To me, the theme of THE BOOK OF KILLOWEN centers on language and words, the ways and habits we have of encoding language, the ways in which words and stories and beliefs are handed down.
Various people in the novel have trouble communicating: some speak in fits and starts because of brain conditions like aphasia and Tourette's, some can't read or write, some speak languages other than English. To these people, and those trying to understand them, the link between words and their meaning cannot be taken for granted.
We're going through a revolution at the moment, not unlike the revolution that occurred in Ireland in the early days of Christianity, when the written word began to supersede the spoken word at the center of the culture. THE BOOK OF KILLOWEN touches upon all those ideas, the mysterious ways that words and knowledge are passed down through the centuries.
The transmission of knowledge in traditional culture—music, song, storytelling, and history—is something that fascinates me, and it's something my characters often think about. At one point in HAUNTED GROUND, Cormac says to Nora:
Things do remain. People carry on, without even knowing. You can’t kill that, as hard as you might try. It’s almost like something embedded in our subconscious, like a virus, that only shows itself in certain conditions. Sounds daft, I know, but doesn’t it make sense, when you think of all that’s managed to survive?
In THE BOOK OF KILLOWEN, the young scribe in the prologue, Eóghan, is obsessed with words and writing, and keeps returning to a passage from the Gospel of John, something he probably would have copied out by hand many times over: "In the beginning was the Word, and the Word was with God, and God was the Word."
Although I'm thoroughly agnostic, I am fascinated by this connection in the human mind between the idea of god and the idea of language. Every belief system in the world has its holy books, collections of words that distill and magnify religious and spiritual ideas.

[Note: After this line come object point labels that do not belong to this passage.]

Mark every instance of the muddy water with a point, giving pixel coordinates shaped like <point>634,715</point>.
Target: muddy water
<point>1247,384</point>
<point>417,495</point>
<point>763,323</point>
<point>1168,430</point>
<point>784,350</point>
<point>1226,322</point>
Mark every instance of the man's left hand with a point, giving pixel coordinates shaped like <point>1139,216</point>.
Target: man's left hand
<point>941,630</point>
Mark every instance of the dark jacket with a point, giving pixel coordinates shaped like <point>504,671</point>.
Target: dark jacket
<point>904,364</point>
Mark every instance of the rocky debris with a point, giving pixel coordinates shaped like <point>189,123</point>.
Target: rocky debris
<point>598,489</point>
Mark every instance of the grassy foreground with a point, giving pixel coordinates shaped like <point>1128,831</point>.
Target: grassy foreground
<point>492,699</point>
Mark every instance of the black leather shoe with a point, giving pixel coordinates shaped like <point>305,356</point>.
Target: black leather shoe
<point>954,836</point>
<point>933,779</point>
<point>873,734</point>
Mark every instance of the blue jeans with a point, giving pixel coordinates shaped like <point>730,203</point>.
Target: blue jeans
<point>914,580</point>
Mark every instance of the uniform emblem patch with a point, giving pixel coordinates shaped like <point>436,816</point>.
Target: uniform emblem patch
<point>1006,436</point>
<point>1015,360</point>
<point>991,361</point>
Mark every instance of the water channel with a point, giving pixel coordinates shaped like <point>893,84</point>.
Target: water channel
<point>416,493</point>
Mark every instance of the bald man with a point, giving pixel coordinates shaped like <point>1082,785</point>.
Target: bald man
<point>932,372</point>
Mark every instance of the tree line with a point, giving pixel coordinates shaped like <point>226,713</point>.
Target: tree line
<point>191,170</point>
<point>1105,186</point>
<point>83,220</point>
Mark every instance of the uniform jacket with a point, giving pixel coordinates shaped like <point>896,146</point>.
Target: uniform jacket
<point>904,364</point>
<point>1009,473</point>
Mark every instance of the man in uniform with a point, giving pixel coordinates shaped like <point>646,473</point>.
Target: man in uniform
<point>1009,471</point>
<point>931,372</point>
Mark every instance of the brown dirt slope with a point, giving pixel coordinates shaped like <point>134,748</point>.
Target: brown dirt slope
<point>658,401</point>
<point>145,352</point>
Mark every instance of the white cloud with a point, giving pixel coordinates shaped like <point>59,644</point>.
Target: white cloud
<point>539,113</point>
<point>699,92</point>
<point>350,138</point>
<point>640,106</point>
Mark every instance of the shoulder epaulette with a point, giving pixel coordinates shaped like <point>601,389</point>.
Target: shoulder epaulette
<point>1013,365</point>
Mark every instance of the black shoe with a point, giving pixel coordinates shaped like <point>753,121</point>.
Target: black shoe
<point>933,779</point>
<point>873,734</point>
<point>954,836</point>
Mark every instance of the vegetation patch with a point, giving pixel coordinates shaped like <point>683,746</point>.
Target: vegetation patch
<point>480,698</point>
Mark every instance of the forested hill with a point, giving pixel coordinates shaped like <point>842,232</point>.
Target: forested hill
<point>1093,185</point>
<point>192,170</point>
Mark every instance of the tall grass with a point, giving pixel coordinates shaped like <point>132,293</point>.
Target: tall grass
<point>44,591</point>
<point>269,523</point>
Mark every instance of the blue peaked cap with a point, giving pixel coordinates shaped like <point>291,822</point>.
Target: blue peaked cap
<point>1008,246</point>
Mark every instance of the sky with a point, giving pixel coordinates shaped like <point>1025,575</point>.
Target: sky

Those books are our still-vital connection to the thoughts that traveled through the minds of ancient philosophers and scholars. There must have been many written works that did not survive. But a few managed to travel through millennia unscathed, and that we still have any of those ancient works at all is probably down to the Irish monks who patiently copied out every book they could get their hands on, spreading curiosity and the love of knowledge at a time when approved and accepted ways of thinking were growing narrower and narrower.

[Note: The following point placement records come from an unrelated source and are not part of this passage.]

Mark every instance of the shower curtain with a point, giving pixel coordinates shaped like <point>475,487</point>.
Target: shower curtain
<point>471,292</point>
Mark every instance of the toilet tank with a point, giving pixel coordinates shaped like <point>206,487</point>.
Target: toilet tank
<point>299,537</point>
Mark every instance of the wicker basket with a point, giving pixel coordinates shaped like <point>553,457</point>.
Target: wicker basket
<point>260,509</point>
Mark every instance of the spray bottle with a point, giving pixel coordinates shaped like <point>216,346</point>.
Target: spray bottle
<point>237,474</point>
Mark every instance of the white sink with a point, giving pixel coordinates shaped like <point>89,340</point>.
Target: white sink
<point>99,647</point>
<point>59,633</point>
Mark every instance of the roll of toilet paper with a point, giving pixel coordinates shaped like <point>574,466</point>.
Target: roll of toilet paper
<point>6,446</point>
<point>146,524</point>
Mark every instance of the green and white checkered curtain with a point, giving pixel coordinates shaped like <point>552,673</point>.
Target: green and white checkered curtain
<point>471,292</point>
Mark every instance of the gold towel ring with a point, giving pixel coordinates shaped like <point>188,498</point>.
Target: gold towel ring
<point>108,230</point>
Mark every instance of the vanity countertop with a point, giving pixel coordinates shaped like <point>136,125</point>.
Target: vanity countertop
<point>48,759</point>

I'm also playing around with ideas about how we define the word 'book.' The characters in THE BOOK OF KILLOWEN debate this subject over the dinner table Is a book an artifact, a physical object, something we can hold in our hands and touch? People who love books love that aspect of them, right down to the smell of ink and glue. Or can a book be a collection of words and ideas, in whatever format used to transmit them? I hear from more and more people all the time who are completely devoted to audiobooks, who revel in the words of a story brought to life by reading aloud.
That's the way I learned to love books, living along with the characters as my mother read to us from LITTLE WOMEN, ROBINSON CRUSOE, TREASURE ISLAND, MISTRESS MASHAM'S REPOSE...
I would love to hear YOUR thoughts about all this, dear readers.